For those of you who don't know (not that this needs to be public knowledge, I guess), this pregnancy was a big 'ol surprise.  In no place in my mind did I imagine that the past year would be so nuts. I won't bore you with all the details, but trust me. We've had quite the year.

All of this to say that last year, when I imagined this year, I did not imagine a baby.  I imagined that I would be working and applying to graduate schools and living happily with Lamine. So far, two out of three.  I still really want to go to grad school, though, and the deadline for applications is approaching in January.  I've been wanting to apply to the Masters of Social Work Program at BSU in Lewiston (only about 45 minutes away) because they offer a part-time program where you can take classes in the evenings and on weekends. Perfect!
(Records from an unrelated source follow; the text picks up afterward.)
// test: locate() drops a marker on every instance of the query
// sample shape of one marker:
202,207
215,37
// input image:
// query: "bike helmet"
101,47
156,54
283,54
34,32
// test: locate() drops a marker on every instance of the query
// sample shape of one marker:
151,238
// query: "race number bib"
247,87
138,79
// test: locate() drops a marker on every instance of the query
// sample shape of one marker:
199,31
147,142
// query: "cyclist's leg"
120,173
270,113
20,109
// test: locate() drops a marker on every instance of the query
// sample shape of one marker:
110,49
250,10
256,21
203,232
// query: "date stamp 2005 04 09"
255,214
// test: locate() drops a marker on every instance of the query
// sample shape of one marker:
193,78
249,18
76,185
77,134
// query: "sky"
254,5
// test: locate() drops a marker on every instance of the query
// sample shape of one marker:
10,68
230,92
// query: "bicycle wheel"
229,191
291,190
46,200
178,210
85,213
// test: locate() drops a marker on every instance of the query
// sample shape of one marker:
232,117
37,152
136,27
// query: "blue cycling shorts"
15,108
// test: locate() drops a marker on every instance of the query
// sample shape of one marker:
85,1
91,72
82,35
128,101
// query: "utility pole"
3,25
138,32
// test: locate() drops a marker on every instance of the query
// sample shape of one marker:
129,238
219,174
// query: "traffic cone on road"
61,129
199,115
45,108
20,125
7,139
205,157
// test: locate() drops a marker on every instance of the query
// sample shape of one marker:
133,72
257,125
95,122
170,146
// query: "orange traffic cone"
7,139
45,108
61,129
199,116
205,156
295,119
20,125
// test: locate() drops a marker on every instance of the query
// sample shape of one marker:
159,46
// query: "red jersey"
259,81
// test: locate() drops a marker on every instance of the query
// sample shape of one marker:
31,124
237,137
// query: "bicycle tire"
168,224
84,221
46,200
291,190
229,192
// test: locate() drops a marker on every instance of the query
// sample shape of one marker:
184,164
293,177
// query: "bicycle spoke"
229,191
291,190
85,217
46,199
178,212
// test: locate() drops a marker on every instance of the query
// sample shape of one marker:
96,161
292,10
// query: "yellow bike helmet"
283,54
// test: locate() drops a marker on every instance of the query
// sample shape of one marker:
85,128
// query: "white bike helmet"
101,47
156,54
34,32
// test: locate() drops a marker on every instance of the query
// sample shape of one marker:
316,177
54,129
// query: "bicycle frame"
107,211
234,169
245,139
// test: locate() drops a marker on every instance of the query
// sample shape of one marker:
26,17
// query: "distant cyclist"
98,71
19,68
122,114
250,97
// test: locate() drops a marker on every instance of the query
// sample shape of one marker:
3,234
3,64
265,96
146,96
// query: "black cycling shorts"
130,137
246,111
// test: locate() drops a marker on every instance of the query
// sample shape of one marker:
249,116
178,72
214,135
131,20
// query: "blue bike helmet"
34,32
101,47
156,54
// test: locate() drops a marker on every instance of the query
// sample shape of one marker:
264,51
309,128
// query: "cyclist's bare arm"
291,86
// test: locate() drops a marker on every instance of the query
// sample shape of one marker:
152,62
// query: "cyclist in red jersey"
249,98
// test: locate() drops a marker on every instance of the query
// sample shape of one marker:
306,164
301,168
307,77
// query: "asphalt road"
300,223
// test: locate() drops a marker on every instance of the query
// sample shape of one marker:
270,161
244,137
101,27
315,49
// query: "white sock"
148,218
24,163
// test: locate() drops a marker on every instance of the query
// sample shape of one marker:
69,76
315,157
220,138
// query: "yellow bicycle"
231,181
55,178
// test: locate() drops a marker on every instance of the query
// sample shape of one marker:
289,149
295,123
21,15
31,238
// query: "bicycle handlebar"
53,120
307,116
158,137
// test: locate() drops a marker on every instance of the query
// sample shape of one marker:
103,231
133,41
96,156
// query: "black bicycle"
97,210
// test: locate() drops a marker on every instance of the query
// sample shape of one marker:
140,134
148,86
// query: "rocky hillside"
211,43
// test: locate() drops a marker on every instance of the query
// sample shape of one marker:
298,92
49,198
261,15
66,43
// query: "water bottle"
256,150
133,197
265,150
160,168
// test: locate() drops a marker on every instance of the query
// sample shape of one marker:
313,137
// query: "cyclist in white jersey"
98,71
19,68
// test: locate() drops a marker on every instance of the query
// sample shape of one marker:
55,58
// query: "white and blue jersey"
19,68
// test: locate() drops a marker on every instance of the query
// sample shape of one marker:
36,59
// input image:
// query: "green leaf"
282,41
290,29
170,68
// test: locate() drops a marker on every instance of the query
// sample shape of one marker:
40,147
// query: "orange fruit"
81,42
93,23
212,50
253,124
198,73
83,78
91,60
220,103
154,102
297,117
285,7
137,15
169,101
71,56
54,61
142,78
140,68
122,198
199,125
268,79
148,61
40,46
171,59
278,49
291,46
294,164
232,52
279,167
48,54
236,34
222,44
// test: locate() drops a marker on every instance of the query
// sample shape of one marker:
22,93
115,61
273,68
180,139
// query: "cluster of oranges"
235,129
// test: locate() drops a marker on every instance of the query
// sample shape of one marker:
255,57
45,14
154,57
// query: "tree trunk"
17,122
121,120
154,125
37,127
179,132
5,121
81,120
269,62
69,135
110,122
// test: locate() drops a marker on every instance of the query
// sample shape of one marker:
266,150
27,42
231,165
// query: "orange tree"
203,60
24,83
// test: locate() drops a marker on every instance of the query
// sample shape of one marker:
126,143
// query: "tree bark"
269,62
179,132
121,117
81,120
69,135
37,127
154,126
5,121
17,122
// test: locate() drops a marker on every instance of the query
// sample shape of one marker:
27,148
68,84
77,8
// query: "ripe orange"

Today, though, I e-mailed the site coordinator a quick question, and I found out that they won't be offering the part-time option until 2012 or 2013! If I wanted to attend the program in Lewiston or Coeur d'Alene, I'd need to have a BA in Social Work, which I don't.  I don't know what to do. Maybe I'm crazy for thinking this way, but I'm afraid that I'll feel like I'm standing still next year--like I'm not moving towards any of my goals.  All of this makes me feel about like this:

I should explain that I have this fear of settling...of becoming comfortable in the security of my job and being too afraid to take the risks that may be necessary in order to be truly happy...In the same breath, I'm also terrified of not being able to pay the bills and of not being able to provide for Lamine and myself and the baby and I just don't know how to find the balance between these two fears.